Julia Ward Howe wrote the Mother's Day Proclamation in 1870, as a call for peace and disarmament. Howe failed in her attempt to get formal recognition of a Mother's Day for Peace. Her idea was influenced by Ann Jarvis, a young Appalachian homemaker who, starting in 1858, had attempted to improve sanitation through what she called Mothers' Work Days. She organized women throughout the Civil War to work for better sanitary conditions for both sides, and in 1868 she began work to reconcile Union and Confederate neighbors. In parts of the United States it is customary to plant tomatoes outdoors after mother's day (and not before.)

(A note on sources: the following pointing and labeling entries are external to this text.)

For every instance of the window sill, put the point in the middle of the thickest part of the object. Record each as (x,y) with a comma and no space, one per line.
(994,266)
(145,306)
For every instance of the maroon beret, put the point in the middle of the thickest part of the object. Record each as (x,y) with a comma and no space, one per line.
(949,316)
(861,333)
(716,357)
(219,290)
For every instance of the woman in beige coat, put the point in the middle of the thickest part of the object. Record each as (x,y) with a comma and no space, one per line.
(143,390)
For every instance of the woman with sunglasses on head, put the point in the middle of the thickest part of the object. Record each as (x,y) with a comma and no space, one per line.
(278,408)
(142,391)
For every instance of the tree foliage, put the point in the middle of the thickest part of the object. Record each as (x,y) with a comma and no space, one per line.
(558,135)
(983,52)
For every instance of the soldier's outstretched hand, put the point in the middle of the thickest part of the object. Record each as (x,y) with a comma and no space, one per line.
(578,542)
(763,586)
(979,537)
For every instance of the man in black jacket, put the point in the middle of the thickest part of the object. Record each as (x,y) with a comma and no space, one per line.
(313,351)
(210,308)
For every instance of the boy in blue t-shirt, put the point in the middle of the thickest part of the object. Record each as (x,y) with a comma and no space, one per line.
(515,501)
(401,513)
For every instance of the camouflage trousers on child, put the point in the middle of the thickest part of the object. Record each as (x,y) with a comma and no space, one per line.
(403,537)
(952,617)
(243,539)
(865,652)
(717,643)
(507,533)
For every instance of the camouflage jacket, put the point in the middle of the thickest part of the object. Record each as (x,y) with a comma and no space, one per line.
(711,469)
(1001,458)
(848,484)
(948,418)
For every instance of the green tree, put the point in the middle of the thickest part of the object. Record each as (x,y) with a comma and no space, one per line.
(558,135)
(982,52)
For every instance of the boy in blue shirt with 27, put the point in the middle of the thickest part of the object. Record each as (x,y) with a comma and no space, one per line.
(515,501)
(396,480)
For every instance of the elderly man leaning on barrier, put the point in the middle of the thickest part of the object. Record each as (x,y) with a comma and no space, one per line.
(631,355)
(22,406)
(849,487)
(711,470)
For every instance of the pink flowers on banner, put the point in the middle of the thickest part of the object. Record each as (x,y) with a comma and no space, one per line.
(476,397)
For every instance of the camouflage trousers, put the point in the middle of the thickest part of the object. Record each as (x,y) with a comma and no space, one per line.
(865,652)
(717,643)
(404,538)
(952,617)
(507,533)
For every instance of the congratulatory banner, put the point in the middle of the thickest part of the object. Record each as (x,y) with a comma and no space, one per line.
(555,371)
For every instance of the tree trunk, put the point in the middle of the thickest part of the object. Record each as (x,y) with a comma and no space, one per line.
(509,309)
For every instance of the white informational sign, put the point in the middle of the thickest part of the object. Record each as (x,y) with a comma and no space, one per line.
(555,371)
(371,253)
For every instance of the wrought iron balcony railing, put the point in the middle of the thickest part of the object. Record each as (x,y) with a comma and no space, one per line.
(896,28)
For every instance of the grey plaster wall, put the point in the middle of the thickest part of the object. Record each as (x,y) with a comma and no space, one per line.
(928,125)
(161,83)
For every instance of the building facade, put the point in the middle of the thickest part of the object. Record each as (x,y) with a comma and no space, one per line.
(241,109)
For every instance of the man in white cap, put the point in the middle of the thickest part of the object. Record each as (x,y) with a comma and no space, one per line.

When Jarvis died, her daughter, named Anna Jarvis, started the crusade to found a memorial day for women. The first such Mother's Day was celebrated in Grafton, West Virginia, on May 10, 1908, in the church where the elder Ann Jarvis had taught Sunday School. Grafton is the home to the International Mother's Day Shrine. From there, the custom caught on — spreading eventually to 45 states. The holiday was declared officially by some states beginning in 1912. In 1914 President Woodrow Wilson declared the first national Mother's Day, as a day for American citizens to show the flag in honor of those mothers whose sons had died in war (with specific reference to The Great War, now known as World War I). Nine years after the first official Mother's Day holiday, commercialization of the U.S. holiday became so rampant that Anna Jarvis herself became a major opponent of what the holiday had become. Mother's Day continues to this day to be one of the most commercially successful U.S. holidays.